TSV Utilities release with LTO and PGO enabled
Jon Degenhardt
jond at noreply.com
Wed Jan 17 04:37:04 UTC 2018
On Tuesday, 16 January 2018 at 22:04:52 UTC, Johan Engelen wrote:
> Because PGO optimizes for the given profile, it would help a
> lot if you clarified how you do your PGO benchmarking. What
> kind of test load profile you used for optimization and what
> test load you use for the time measurement.
The profiling used is checked into the repo and run as part of a
PGO build, it is available for inspection. The benchmarks used
for deltas are also documented, they the ones used in the
benchmark comparison to similar tools done in March 2017. This
report is in the repo
(https://github.com/eBay/tsv-utils-dlang/blob/master/docs/Performance.md).
However, it's hard to imagine anyone perusing the repo for this
stuff, so I'll try to summarize what I did below.
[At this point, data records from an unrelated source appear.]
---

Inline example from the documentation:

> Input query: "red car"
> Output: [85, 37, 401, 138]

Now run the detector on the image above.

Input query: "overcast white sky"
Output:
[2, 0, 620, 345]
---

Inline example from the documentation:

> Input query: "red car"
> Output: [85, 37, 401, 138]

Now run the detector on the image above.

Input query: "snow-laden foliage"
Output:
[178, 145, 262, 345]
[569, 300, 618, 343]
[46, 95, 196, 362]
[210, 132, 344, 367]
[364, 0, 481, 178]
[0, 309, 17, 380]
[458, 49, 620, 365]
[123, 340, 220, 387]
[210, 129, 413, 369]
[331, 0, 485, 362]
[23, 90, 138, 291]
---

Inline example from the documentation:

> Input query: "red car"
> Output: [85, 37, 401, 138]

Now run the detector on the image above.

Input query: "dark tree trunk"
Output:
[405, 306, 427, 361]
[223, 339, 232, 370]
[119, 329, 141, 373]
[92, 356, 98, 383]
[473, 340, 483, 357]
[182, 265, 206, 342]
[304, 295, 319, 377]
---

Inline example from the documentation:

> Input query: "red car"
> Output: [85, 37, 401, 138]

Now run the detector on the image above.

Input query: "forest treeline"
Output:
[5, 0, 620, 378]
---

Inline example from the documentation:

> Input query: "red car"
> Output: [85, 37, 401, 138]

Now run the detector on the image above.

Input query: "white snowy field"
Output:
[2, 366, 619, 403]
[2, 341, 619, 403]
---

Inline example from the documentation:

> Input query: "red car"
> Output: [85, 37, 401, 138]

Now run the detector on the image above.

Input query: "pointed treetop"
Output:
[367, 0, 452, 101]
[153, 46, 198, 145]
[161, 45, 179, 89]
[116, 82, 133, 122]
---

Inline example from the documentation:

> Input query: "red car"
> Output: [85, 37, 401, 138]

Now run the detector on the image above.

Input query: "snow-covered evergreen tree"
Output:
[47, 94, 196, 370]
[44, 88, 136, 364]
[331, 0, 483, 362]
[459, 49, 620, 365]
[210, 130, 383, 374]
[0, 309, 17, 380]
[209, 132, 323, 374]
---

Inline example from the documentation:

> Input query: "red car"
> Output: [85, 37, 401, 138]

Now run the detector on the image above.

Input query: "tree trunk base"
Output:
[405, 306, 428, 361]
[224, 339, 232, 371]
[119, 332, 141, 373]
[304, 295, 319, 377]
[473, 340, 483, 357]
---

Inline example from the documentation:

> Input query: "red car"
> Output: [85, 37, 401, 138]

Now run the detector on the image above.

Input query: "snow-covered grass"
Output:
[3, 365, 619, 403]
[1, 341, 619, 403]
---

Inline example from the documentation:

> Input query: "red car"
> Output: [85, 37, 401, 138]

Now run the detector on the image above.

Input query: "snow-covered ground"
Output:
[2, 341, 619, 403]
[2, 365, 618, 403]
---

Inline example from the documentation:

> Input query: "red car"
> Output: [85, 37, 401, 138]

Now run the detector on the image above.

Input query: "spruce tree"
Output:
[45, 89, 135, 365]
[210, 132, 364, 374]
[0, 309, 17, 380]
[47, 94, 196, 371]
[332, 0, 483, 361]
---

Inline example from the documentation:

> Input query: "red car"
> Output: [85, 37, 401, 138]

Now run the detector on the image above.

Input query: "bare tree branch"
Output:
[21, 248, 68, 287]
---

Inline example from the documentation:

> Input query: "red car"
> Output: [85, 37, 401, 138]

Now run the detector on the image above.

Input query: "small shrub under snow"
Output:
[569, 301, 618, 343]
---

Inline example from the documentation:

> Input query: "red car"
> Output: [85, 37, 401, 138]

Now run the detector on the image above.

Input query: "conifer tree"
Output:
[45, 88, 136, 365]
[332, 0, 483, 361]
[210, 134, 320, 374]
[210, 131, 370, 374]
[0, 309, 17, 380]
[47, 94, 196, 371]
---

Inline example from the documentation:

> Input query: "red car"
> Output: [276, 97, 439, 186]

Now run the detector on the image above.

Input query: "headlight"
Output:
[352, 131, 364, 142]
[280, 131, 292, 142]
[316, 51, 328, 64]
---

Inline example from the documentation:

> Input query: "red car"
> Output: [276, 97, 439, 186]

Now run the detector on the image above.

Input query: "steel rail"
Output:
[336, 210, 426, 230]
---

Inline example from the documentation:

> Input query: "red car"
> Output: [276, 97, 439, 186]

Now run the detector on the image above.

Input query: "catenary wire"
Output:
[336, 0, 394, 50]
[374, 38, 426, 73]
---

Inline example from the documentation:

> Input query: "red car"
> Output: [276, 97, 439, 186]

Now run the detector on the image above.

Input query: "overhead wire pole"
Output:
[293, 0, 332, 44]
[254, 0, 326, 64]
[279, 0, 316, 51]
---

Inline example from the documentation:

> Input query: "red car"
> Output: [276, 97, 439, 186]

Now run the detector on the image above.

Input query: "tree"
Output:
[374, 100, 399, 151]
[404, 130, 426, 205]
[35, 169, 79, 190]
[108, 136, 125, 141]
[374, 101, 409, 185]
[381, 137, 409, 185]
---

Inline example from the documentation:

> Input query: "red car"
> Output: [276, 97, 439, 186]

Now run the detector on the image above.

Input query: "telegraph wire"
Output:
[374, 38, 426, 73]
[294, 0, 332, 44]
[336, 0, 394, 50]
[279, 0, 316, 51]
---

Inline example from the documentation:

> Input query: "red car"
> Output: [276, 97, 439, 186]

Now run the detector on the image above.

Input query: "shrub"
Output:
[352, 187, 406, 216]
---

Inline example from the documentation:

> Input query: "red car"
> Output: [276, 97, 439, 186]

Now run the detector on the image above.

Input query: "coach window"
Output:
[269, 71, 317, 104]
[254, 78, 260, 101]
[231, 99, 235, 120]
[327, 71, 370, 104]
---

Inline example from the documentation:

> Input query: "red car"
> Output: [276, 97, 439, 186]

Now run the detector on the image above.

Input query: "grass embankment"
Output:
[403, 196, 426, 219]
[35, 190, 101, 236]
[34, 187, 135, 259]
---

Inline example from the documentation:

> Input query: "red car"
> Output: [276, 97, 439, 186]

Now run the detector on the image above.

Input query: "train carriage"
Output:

Benchmarks - Six different tests of rather different but common
operations run on large data files. The six tests were chosen
because for each I was able to find at least three other tools,
written in native compiled languages, with similar functionality.
There are other valuable benchmarks, but I haven't published them.
Profiling - Profiling was developed separately for each tool. For
each I generated several data files with data representative of
typical uses cases. Generally numeric or text data in several
forms and distributions. The data was unrelated to the data used
in benchmarks, which is from publicly available machine learning
data sets. However, personal judgement was used in the generation
of the data sets, so it's not free from bias.
After generating the data, I generated a set of run options
specific to each tool. As an example, tsv-filter selects data
file lines based on various numeric and text criteria (e.g.
less-than). There are a bit over 50 comparison operations, plus a
few meta operations. The profiling runs ensure all the operations
are run at least once, but that the most important overweighted.
The ldc.profile.resetAll call was used to exclude all the initial
setup code (command line argument processing). This was nice
because it meant the data files could be small relative to
real-world sets, and it runs fast enough to do at part of the
build step (ie. on Travis-CI).
Look at
https://github.com/eBay/tsv-utils-dlang/tree/master/tsv-filter/profile_data to see a concrete example (tsv-filter). In that directory are five data files and a shell script that runs the commands and collects the data.
This was done for four of the tools covering five of the
benchmarks. I skipped one of the tools (tsv-join), as it's harder
to come up with a concise set of profile operations for it.
I then ran the standard benchmarks I usually report on in various
D venues.
Clearly personal judgment played a role. However, the tools are
reasonably task focused, and I did take basic steps to ensure the
benchmark data and tests were separate from the training
data/tests. For these reasons, my confidence is good that the
results are reasonable and well founded.